CEO and CFO satisfaction with their materials management
departments, while still relatively high, has started to slip, and CFOs are much
more critical of their materials managers than are CEOs. This unfavorable view
of materials management was a finding of the 1997 "Survey of CEO/CFO
Satisfaction with and Expectations for Materials Management." The survey also
showed deep CEO and CFO concern regarding materials management's supply expense
reduction efforts - an unsurprising result given the intense focus many
healthcare organizations have placed on cost-effectiveness in response to
increased
competition, managed care, and government payment reductions.
Materials Management Functional Performance
Exhibit 1 shows CEO and CFO satisfaction with materials
management functions over time. Overall satisfaction with materials management
performance, while relatively high for both CEOs and CFOs, at 85 and 83 percent,
respectively, has taken a downturn since 1994. CEOs were most critical of
operating room inventory management, patient transportation, and courier
services. CFO ratings of the performance of most individual systems or services
within materials management's responsibilities also went down. Notable in CFO
responses is virtually no improvement in overall satisfaction with supply
expense reduction efforts and a slight decline in approval of institutionwide
inventory management. CFOs also are more critical of patient transportation
operations.
Exhibit 2 shows CEO and CFO satisfaction with individual
facets of materials management performance. Oddly, CFOs indicate that they are
both most and least satisfied with supply expense management and feel it is the
area that needs the most improvement. Likewise, CEOs are most satisfied with
materials managers' supply expense management performance, but also felt it was
the area that needed the most improvement.
What is the significance of these apparently
contradictory results? Clearly, CFOs strongly identify materials management with
supply expense reduction; by emphasizing supply expense reduction in several
questions related to materials management functional performance - even when
answers to these questions contradict each other - CFOs may be attempting to
communicate just how much effort they feel materials managers should concentrate
in this area.
CFOs' concerns are understandable.
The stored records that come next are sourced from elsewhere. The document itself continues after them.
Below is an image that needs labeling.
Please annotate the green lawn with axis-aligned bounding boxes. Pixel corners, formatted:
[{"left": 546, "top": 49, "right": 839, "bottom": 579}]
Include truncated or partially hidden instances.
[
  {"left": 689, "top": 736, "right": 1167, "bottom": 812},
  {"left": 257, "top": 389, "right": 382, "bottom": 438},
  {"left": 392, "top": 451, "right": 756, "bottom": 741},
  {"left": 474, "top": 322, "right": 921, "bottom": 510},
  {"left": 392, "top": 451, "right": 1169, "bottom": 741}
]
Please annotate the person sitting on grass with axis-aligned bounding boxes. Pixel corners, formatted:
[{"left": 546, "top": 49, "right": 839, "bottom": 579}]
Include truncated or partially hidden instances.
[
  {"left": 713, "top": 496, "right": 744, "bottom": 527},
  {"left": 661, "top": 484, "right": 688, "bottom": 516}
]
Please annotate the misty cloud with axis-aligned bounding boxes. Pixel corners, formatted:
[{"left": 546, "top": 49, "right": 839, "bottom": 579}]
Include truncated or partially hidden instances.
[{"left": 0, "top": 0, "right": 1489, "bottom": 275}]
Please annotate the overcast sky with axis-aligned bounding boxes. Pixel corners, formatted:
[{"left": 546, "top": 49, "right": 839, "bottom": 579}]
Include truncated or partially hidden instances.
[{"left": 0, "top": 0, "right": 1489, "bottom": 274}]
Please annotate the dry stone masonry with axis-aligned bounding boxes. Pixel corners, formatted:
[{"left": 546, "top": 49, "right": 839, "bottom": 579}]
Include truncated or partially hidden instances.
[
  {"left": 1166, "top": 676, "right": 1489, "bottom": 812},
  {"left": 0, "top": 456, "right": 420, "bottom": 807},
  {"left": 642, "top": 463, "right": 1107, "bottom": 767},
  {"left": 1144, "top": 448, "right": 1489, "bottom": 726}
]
Supply expense
represents a healthcare organization's second largest expense component (cost of
labor is the largest), but also one of the most manageable, particularly when
linked with good inventory management. For example, if "just-incase" inventories
are building up in user locations or elsewhere in the supply chain, healthcare
organizations are spending more on supplies than they need to. Correspondingly,
healthcare organizations can defer purchases of additional supplies by using up
these excess on-hand inventories, thus substantially reducing supply expenses
over the short term without sacrificing the quality of care they deliver.